David DeVorkin, the curator for the history of astronomy at the Smithsonian’s National Air and Space Museum, nominated the IceCube DOM for inclusion in the collection because of the project’s role in the development of multi-messenger astrophysics. This developing field relies on signals, or messengers, that go beyond light, such as gravitational waves or particles like neutrinos, to better understand the universe.
IceCube’s discovery of the origin of cosmic rays was a prime example of the power of multi-messenger astronomy. The finding relied on years of neutrino data collected by IceCube as well as light across the energy spectrum gathered by more than a dozen telescopes. The results were announced in July of 2018 at the headquarters of the National Science Foundation, the principal funder of IceCube, which encompasses 300 scientists from institutions around the world.
“It’s a dramatic instrument,” DeVorkin says of IceCube. “It was very creative in using the rigid structure of the ice sheet to maintain these detectors, providing much greater resolution.”

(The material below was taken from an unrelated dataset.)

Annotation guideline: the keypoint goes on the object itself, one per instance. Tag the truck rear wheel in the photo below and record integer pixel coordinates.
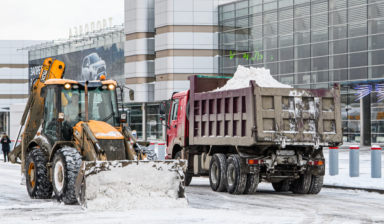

The DOMs were designed at the Physical Sciences Laboratory to withstand the crushing pressures found underneath up to a mile and a half of ice. More than 5,000 sensors are deployed on 86 strings that IceCube scientists installed in the ice over seven Antarctic summers using a hot-water drill that was also designed at the Physical Sciences Laboratory in Stoughton.
“We’ve been improving the design of these optical sensors we put down in the South Pole ice ever since the mid-90s,” says Hanson. “Some of them have been in the ice for 15 years and we still have 98 percent of them working, so it’s a tribute to all the engineering and the hard work of the entire team that went into designing them.”
DeVorkin is now helping develop a new exhibition slated for a future gallery as part of the renovation of the museum’s building in Washington, D.C., which will highlight the increasing clarity about our universe provided by multi-messenger collaborations like IceCube.
“Collecting the object’s one thing, but what story it tells to the public is a whole other element,” says DeVorkin.